I am using a large dataset which contains patients with 5 different cancer types. Each patient can have one or more cancer diagnosis, identified in the n.cancers column. There are also columns for each cancer type with the date of diagnosis. For those with n.cancer > 1, I am trying to assign the value for the primary cancer column based on which cancer was diagnosed first. I have tried multiple ways but everytime I end up with those with multiple cancers being assigned as other or multiple instead of the primary cancer diagnosis.
Data
eligible_df <- structure(list(
patid = 1:3,
cancer.blood = c(1, 0, 1),
cancer.lung = c(0, 1, 1),
cancer.breast = c(0, 0, 0),
date.cancer.blood = structure(c(14610, NA, 15579), class = "Date"),
date.cancer.lung = structure(c(NA, 15059, 16618), class = "Date"),
date.cancer.breast = structure(c(NA, NA, NA), class = "Date")

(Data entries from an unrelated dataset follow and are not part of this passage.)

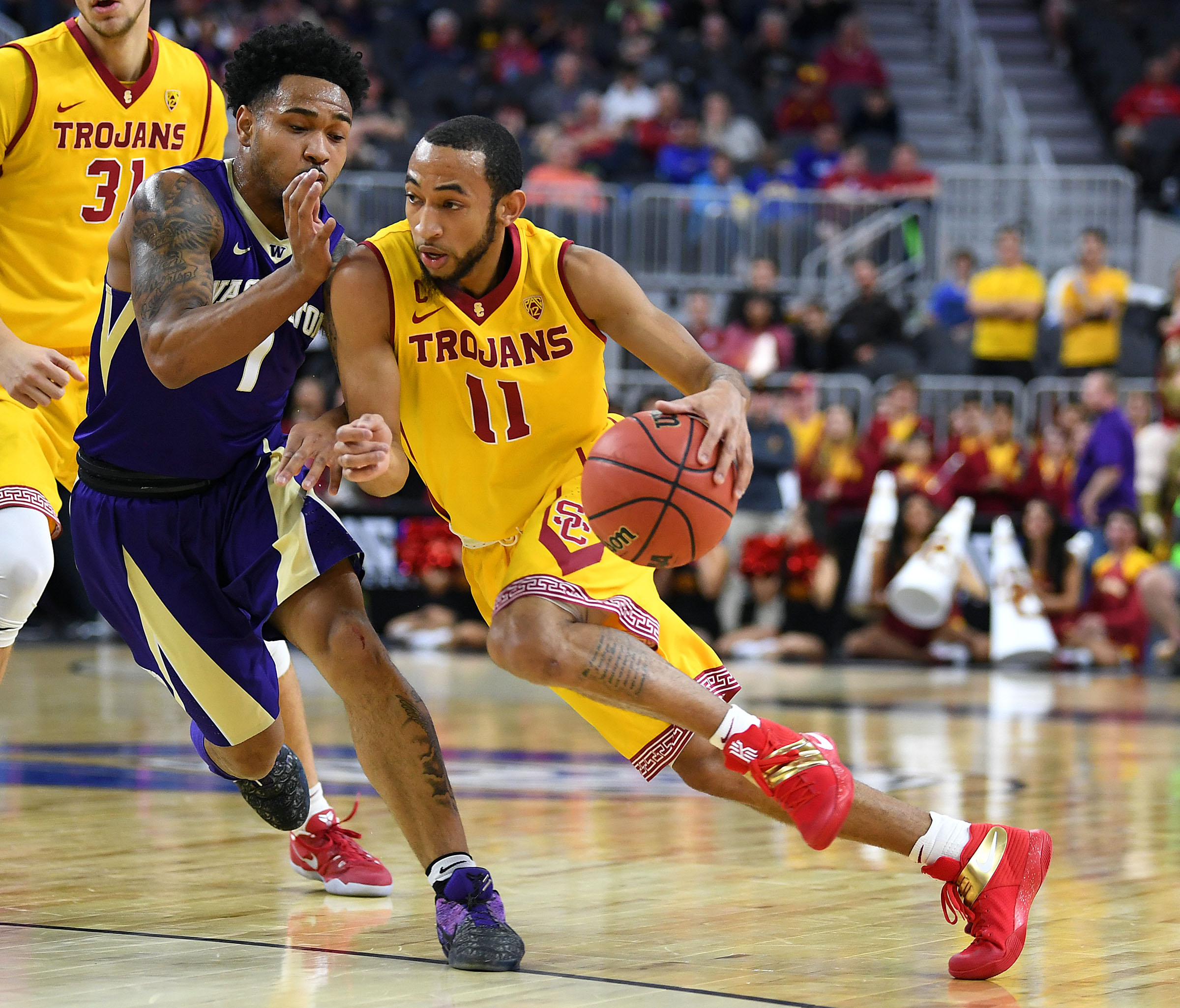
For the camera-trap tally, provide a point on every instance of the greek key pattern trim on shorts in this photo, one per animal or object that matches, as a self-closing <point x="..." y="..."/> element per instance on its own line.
<point x="664" y="749"/>
<point x="635" y="619"/>
<point x="28" y="497"/>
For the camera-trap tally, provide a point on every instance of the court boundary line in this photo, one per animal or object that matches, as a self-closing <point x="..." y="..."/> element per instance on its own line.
<point x="553" y="974"/>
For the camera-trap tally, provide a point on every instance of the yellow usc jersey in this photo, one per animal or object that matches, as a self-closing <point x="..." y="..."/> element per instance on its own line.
<point x="503" y="396"/>
<point x="75" y="145"/>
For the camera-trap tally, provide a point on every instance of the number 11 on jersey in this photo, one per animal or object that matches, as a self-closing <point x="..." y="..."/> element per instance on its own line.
<point x="482" y="416"/>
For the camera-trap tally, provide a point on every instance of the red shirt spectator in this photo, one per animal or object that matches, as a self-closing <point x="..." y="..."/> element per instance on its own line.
<point x="1153" y="97"/>
<point x="806" y="107"/>
<point x="850" y="60"/>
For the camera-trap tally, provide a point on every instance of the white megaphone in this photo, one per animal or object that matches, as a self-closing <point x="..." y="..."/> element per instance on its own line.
<point x="923" y="591"/>
<point x="881" y="517"/>
<point x="1020" y="632"/>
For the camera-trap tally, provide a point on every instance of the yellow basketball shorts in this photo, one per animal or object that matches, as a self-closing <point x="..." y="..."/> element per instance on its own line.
<point x="38" y="450"/>
<point x="558" y="556"/>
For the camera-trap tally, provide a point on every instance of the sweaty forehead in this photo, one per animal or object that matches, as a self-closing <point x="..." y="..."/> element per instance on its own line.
<point x="438" y="166"/>
<point x="296" y="91"/>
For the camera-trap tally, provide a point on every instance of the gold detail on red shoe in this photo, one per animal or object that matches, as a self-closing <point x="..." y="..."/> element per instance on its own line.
<point x="977" y="873"/>
<point x="809" y="756"/>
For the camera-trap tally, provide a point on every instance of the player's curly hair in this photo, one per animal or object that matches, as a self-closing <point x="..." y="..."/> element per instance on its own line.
<point x="272" y="54"/>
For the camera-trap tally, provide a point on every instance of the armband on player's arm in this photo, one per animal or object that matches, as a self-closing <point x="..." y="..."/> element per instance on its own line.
<point x="357" y="324"/>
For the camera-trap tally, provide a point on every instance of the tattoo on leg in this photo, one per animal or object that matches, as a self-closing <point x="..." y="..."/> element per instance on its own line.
<point x="618" y="664"/>
<point x="432" y="758"/>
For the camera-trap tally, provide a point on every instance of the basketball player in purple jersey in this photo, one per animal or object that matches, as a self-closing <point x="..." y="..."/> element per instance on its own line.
<point x="192" y="537"/>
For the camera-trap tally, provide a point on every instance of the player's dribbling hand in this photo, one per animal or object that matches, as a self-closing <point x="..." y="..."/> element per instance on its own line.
<point x="312" y="444"/>
<point x="310" y="237"/>
<point x="364" y="447"/>
<point x="724" y="410"/>
<point x="36" y="376"/>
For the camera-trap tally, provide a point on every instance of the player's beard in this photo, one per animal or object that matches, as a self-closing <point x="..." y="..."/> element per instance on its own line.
<point x="465" y="265"/>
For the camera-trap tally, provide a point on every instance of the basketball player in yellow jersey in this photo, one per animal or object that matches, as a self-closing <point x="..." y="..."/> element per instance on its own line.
<point x="481" y="337"/>
<point x="88" y="110"/>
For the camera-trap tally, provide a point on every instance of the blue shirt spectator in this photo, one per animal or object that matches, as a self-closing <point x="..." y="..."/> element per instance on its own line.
<point x="1106" y="469"/>
<point x="681" y="161"/>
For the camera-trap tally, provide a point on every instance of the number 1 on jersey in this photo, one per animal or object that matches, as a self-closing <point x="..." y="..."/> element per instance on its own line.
<point x="482" y="417"/>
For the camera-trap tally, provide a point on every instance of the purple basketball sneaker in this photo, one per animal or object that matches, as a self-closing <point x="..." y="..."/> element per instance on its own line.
<point x="471" y="924"/>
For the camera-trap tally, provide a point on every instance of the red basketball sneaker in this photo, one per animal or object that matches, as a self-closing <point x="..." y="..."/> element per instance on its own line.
<point x="992" y="887"/>
<point x="325" y="851"/>
<point x="803" y="773"/>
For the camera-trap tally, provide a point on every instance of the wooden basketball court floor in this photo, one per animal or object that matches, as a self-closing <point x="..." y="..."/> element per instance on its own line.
<point x="130" y="879"/>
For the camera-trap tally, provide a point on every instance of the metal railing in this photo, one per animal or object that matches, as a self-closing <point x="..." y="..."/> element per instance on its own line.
<point x="941" y="394"/>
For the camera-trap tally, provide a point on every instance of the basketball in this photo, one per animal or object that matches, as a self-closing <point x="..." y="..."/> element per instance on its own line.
<point x="648" y="499"/>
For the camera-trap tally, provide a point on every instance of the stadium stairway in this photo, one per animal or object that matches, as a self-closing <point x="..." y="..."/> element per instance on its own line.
<point x="921" y="87"/>
<point x="1054" y="103"/>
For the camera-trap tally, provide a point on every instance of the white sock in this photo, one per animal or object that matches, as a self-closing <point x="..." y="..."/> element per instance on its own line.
<point x="947" y="837"/>
<point x="443" y="868"/>
<point x="319" y="804"/>
<point x="736" y="720"/>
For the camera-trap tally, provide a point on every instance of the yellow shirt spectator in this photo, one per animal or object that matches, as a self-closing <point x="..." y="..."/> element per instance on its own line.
<point x="1093" y="343"/>
<point x="1006" y="339"/>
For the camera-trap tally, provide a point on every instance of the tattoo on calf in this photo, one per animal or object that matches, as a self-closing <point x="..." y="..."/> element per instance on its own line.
<point x="618" y="662"/>
<point x="434" y="769"/>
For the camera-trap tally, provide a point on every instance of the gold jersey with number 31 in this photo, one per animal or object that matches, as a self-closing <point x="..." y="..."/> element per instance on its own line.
<point x="75" y="145"/>
<point x="502" y="396"/>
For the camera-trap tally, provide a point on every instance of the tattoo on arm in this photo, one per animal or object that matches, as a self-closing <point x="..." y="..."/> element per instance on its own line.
<point x="175" y="229"/>
<point x="434" y="769"/>
<point x="618" y="664"/>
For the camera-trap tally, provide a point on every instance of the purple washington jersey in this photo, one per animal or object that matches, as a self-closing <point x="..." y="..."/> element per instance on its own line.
<point x="202" y="429"/>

), row.names = c(NA, -3L), class = "data.frame")
eligible_df$n.cancer <- rowSums(eligible_df[, c("cancer.blood","cancer.lung","cancer.breast")])
# eligible_df$primary_can <- NA
Desired Output
Patient 1 → "blood", Patient 2 → "lung", Patient 3 → "blood"
Attempt 1
# -------------------------------
# Step 1: Setup
# -------------------------------
# Cancer types in the dataset
cancer_types <- c("blood","breast","colorectal","lung","prostate","melanoma","others")
# Initialize column
eligible_df$primary_can <- "other"
# -------------------------------
# Step 2: Patients with 1 cancer
# -------------------------------
for (i in 1:nrow(eligible_df)) {
if (eligible_df$n.cancer[i] == 1) {
for (cancer in cancer_types) {
if (eligible_df[[paste0("cancer.", cancer)]][i] == 1) {
eligible_df$primary_can[i] <- cancer
break
}
}
}
}
# -------------------------------
# Step 3: Patients with >1 cancer
# -------------------------------
for (i in 1:nrow(eligible_df)) {
if (eligible_df$n.cancer[i] > 1) {
# Collect all available diagnosis dates for this patient
cancer_dates <- c(
breast = eligible_df$date.cancer.breast[i],
blood = eligible_df$date.cancer.blood[i],
colorectal = eligible_df$date.cancer.colorectal[i],
lung = eligible_df$date.cancer.lung[i],
prostate = eligible_df$date.cancer.prostate[i],
melanoma = eligible_df$date.cancer.melanoma[i],
others = eligible_df$date.cancer.others[i]
)
# Drop NAs
cancer_dates <- cancer_dates[!is.na(cancer_dates)]
# If there’s at least one valid date, assign the earliest cancer
if (length(cancer_dates) > 0) {
earliest_cancer <- names(which.min(cancer_dates))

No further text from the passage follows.